A second-order CFA of the 35-items demonstrated acceptable model fit and structural validity. Although model fit indices were further improved when items 1, 4, 6, and 12 were removed, the negative variances and number of suggested modification indices demonstrate the model without those four items is not acceptable. Additional tests in other samples are needed to continue the examination of the PICTS-SF. Although further examination of the PICTS-SF’s structure is needed, Study 1 provides preliminary evidence for the utility of this measure.
Study 2
To validate the results found in Study 1, and to evaluate the generalizability of the previous findings, a second series of analyses were conducted using a separate, unique correctional sample: 95 people placed in administrative segregation in prison. Importantly, people placed in administrative segregation constitute a unique subgroup within correctional populations, given evidence they higher levels of criminal risk compared to those housed in the general population (see for example O’Keefe, 2008). Therefore, this sample was chosen to confirm and expand the findings in Study 1.
Based on the results of Study 1, we evaluated the impact of removing items 1, 4, 6, and 12 on the reliability of GCT and PCT scales, as the four items load onto both scales. Although retaining the items may provide conceptually meaningful information in the construct of criminal thinking, the removal of these items could potentially improve the psychometric properties of these two scales in particular. The discriminant validity of the PICTS-SF was assessed by assessing the correlation between the instrument and a measure of pro-criminal attitudes: the Criminal Sentiments Scale-Modified. Finally, the reliability and the postdictive validity of the Historical content scale was also examined.
Method
Procedures
The [institution]’s IRB provided a letter documenting that IRB approval was not needed for Study 2, as the data were originally collected for program evaluation purposes and the program (which includes administration and review of PICTS-SF scores with clients for therapeutic goal setting and progress tracking) is part of standard clinical practice at the facility. The measures were administered at a maximum-security state facility within the Missouri Department of Corrections before and after participation in a treatment program. Participants were housed in administrative segregation and were approached for participation in the treatment program. The data presented in this study was collected between June 2018 and August 2019.
Participants
Study 2 analyses were conducted in unimputed data from 95 males incarcerated in prison. All respondents completed the PICTS-SF (along with other measures) as part of an intervention aimed at reducing criminal and mental health risk factors for persons placed in administrative segregation (see Batastini et al., 2020).

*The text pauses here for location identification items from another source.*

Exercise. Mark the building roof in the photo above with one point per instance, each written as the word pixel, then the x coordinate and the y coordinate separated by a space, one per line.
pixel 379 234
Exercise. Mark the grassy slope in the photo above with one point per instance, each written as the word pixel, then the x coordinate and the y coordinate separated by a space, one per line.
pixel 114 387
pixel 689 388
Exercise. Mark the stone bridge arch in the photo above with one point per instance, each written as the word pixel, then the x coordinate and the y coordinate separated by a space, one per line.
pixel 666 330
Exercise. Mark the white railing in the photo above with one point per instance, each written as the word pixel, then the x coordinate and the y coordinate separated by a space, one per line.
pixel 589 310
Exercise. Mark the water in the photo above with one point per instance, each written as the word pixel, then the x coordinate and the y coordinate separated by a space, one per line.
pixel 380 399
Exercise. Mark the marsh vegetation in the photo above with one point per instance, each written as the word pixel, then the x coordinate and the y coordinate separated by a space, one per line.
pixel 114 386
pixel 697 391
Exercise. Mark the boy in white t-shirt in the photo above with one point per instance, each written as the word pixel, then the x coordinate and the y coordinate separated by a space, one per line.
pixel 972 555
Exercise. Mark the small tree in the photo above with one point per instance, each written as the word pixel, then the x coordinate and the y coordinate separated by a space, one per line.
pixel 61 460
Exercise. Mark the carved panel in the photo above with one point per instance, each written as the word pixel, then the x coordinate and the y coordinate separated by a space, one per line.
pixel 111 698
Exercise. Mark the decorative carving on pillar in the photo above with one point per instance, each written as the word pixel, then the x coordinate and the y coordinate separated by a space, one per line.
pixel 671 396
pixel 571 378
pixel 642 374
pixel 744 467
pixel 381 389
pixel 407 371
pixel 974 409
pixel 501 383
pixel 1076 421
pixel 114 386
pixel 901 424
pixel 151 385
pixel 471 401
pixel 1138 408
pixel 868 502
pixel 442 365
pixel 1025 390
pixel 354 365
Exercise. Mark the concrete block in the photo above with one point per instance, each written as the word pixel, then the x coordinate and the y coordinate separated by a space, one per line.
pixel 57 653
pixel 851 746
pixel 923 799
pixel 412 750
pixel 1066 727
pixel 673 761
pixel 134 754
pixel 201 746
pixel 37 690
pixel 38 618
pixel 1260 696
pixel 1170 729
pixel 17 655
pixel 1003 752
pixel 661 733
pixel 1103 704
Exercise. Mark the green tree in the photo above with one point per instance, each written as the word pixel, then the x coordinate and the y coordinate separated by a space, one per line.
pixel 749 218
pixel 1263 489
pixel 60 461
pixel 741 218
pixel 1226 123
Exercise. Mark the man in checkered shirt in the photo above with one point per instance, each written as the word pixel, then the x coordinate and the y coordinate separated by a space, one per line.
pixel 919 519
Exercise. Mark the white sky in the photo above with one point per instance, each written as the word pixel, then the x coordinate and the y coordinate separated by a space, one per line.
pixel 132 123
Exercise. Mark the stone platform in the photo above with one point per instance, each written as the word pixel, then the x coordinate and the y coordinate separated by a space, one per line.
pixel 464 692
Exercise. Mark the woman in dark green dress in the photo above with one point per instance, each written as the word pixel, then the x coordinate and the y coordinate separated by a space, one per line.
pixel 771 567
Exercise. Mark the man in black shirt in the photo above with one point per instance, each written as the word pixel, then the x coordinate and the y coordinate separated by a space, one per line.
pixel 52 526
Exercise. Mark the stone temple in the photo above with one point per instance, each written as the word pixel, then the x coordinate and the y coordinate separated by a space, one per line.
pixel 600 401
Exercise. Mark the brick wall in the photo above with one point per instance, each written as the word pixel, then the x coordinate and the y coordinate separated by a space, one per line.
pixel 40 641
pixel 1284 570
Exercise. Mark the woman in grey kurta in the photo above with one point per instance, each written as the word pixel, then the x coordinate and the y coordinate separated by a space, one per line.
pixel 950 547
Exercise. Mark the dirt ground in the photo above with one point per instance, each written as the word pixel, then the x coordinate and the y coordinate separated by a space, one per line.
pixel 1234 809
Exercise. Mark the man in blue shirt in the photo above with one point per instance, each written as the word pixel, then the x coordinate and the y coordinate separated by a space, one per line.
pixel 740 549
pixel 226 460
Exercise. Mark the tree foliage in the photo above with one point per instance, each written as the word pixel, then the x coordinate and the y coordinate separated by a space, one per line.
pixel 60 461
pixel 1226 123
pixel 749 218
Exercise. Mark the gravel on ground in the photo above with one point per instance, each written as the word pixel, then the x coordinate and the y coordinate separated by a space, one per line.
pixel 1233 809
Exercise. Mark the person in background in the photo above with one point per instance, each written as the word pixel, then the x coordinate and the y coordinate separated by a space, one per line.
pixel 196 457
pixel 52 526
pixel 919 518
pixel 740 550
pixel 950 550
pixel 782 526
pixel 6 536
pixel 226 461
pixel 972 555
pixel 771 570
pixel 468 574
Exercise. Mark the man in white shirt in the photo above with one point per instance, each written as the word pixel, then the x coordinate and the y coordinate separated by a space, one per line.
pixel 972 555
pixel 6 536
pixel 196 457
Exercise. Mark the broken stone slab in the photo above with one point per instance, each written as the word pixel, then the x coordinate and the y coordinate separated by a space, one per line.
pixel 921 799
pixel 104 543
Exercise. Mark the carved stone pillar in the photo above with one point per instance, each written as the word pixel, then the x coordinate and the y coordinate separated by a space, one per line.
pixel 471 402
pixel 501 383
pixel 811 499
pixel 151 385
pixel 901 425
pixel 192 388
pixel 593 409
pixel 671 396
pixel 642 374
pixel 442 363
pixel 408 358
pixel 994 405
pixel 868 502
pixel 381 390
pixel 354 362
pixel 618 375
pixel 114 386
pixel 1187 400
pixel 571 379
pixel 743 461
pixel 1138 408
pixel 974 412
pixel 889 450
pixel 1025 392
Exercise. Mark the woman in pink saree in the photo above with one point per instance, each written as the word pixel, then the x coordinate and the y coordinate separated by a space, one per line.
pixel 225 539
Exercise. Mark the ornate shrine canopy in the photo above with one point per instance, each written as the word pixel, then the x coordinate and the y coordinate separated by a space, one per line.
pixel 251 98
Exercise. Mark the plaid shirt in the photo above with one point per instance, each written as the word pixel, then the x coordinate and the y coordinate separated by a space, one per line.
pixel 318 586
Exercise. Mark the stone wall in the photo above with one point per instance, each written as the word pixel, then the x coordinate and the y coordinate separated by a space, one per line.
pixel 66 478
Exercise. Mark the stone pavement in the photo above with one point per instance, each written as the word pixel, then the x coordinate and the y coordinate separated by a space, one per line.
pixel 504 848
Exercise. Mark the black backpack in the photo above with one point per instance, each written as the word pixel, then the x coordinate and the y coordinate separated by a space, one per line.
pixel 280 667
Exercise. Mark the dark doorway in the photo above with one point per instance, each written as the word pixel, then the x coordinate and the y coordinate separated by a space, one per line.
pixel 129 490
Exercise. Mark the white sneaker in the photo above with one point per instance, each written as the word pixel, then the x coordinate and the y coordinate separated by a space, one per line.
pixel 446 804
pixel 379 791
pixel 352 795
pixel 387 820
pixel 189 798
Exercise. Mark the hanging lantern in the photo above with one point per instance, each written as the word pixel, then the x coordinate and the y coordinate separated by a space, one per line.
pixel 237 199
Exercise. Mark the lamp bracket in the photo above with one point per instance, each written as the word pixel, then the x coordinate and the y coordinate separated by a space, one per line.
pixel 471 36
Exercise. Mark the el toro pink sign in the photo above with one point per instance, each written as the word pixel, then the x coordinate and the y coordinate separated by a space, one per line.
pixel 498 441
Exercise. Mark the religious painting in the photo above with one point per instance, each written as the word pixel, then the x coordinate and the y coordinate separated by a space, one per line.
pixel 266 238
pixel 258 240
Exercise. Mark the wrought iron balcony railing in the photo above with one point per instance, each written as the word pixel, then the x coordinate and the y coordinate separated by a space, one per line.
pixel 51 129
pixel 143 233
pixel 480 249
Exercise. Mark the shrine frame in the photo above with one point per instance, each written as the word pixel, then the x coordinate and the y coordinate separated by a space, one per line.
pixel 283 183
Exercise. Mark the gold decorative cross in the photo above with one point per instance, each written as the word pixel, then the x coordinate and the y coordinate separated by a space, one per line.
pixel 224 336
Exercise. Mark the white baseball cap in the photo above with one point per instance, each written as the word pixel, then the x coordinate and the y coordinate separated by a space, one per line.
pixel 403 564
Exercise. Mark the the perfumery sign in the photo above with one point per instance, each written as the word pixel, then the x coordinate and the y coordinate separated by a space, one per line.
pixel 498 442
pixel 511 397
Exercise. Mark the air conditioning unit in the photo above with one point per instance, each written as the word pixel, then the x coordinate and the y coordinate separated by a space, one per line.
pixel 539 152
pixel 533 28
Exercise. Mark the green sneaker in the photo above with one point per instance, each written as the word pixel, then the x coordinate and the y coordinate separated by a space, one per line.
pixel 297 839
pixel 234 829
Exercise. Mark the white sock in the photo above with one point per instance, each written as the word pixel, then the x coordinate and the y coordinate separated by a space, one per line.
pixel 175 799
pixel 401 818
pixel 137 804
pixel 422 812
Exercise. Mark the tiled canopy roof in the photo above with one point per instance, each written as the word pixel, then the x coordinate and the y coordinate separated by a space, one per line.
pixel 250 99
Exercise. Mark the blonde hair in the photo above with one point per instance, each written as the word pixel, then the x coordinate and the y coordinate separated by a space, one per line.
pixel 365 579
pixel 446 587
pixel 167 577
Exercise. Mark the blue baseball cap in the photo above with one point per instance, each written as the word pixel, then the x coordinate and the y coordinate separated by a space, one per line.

Those who were incarcerated on this block are held in single cells for most of the day and are exposed to higher security, more restrictive conditions (e.g., limited recreational time, social contact, privileges). The sample included treatment completers (n = 45, 47.4%) and non-completers (n = 50, 52.6%). The majority of the sample were identified as Black (n = 69, 72.6%) and the remainder were White (n = 26, 27.4%). The sample’s average age was 32.7 years (SD = 10.87), and average sentence was 16.7 years (SD = 13.23), with 12 individuals documented as having a life sentence. In the sample, individuals had an average of .94 (SD = .41) previous placements in administrative segregation and 8.88 (SD = 15.00) previous disciplinary infractions (data on type, severity, and consequences of infractions were not available). Regarding previous offense type, the majority previously committed either a violent offense (n = 57, 60.0%) or a non-violent non-drug related offense (n = 34, 35.8%).
Measures
PICTS-SF
In this sample, the 35-item PICTS-SF (Walters, 2006; see Study 1 Measures) was administered to program participants prior to treatment implementation and, for treatment completers, after treatment (approximately 3 months after treatment initiation). For the psychometric properties of the PICTS-SF in Study 2, see Results.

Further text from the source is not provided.